Open lefnire opened 3 years ago

lefnire commented 3 years ago

Looks like AuthJWT loads config one time, then sets that secret_key to be used for later fetch via self._get_secret_key()

class Settings(BaseModel):
    authjwt_secret_key: str = SECRET

@AuthJWT.load_config
def get_config():
    return Settings()

A pattern I've seen in tutorials to invalidate other devices after a user changes their password (if they got hacked, or just want to be on the safe side) is this. refresh_token is encoded and decoded using secret_key=f"{SERVER_SECRET}-{user.hashed_password}". Then since the latter is different post password-change, the hacked refresh_token will throw a decode error. I think the same can be done for access_token, but maybe less critical since they can expire quickly?

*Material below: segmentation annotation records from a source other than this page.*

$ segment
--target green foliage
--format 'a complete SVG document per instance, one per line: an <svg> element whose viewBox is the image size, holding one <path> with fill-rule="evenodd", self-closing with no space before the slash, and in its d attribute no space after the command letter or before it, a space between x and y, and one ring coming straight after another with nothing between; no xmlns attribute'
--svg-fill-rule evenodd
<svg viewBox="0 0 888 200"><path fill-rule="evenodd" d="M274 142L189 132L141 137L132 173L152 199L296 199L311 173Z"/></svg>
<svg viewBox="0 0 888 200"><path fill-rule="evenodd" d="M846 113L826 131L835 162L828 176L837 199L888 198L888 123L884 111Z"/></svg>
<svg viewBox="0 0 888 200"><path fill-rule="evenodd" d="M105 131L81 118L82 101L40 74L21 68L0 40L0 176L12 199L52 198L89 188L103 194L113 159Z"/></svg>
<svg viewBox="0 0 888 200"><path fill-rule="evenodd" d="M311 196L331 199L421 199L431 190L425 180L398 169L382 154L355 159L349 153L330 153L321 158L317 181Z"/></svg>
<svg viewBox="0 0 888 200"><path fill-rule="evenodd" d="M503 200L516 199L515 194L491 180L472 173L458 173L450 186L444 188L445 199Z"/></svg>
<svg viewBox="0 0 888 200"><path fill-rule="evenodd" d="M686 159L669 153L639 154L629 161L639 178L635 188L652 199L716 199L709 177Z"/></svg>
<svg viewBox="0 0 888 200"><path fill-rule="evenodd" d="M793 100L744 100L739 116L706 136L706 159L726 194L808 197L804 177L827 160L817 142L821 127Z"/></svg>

Anyway, would it be worth consideration to add a custom secret_key per Authorize.jwt_required() call, maybe an argument to that function? Or is there another way about this you can think of, eg adding the hashed password as a claim (is that insecure? I'm thinking it gets double-hashed here?)

IndominusByte commented 3 years ago

well if you adding a password as a claim is that insecure because the user or attacker can see the raw token in jwt.io, if you consider about double hashed you can use the Asymmetric Algorithm which uses a public-private key to hash the token, and for a custom secret key you can add when you create the token because in protected endpoint function is that dynamic decode token

lefnire commented 3 years ago

Thanks for the response, I'll scrap the claims idea then & think about Asymmetric.

for a custom secret key you can add when you create the token because in protected endpoint function is that dynamic decode token

I'll chew on this a bit. I think custom key is the right way, so I'll see if there's a solution here.

IndominusByte commented 3 years ago

maybe in the next version, I'll be considering your idea and do some research about it, thank you 😄🙏

lefnire commented 3 years ago

Thank you!

florianabel commented 1 year ago

Hey everybody, since I am currently faced with implementing a refresh pattern and how to do it best (Using fastapi-user, maybe fastapi-jwt-auth, other options) I was wondering if this is still being considered or how the status in general is?